The percentage of children who had at least one ED visit at baseline was higher among those who had a decrease in ETS exposure than the percentage observed in children who did not have an ETS reduction. One explanation is that parents obtained smoking cessation or ETS reduction counseling at the time of the ED visit and complied with the advice. This pattern was also observed in the hospitalization data. If this is true, it may reinforce the notion that ED visits and hospitalizations represent a window of opportunity for intervention as many parents are motivated to quit.27,28
One limitation of this study is that the child's ETS exposure was collected via caregiver report. The disadvantage of this method is the potential for inaccurate reporting, particularly underreporting of the child's exposure. Measures of tobacco metabolites obtained from samples of bodily fluids are often used as objective measures of ETS exposure in children. While these measures are considered to be less subjective, there are a number of limitations to their use including cost and difficulty of obtaining specimens. Parental report and biological samples are correlated; however, Hovell et al29 suggest that parental reports should be confirmed with direct measures of ETS exposure. Emerson et al30 examined the accuracy of ETS exposure measures among asthmatic children and found the reliability estimates for parent-reported tobacco use to be much greater than that of urine cotinine assays. In fact, the reliability of urinary cotinine was 0.04, indicating that the measure was unreliable. Therefore, future work should examine this question prospectively using both parental report and measures of tobacco metabolites as markers of ETS exposure in the children.
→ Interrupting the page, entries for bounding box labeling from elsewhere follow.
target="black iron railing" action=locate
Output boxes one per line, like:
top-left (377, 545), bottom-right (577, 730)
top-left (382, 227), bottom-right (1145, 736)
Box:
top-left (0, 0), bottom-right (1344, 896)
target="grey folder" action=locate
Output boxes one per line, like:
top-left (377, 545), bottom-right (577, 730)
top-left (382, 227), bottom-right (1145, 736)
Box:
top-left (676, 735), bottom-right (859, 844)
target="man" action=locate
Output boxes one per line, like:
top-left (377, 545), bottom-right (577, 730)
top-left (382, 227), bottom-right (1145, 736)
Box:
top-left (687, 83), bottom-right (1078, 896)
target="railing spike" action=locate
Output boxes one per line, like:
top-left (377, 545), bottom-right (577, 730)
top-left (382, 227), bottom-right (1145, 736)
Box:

Another limitation of this analysis is that the number of children who had a hospitalization or ED visit for asthma was small. These are relatively uncommon events even among children with asthma, and future studies should be powered to detect these differences.
Potential policy implications from these findings include the importance of identifying funding mechanisms to provide ETS reduction and smoking cessation counseling for parents and caregivers of children with asthma. Research to identify the most cost-effective strategy is warranted. It is likely the most cost-effective strategy is a smoking cessation intervention that combines counseling with pharmacologic therapies. This combination approach has been deemed the most effective smoking cessation strategy2 and offers potential health benefits to the child with asthma, nonasthmatic siblings, and the smoker himself.
This trial was sponsored by the National Institutes of Health, National Heart, Lung, and Blood Institute (R01HL075043). Blue Cross and Blue Shield of Alabama provided support for the Internet-based Asthma Agents monitoring system. Pulmicort Turbuhalers were provided by AstraZeneca Pharmaceuticals.
The authors have no conflicts of interest to disclose.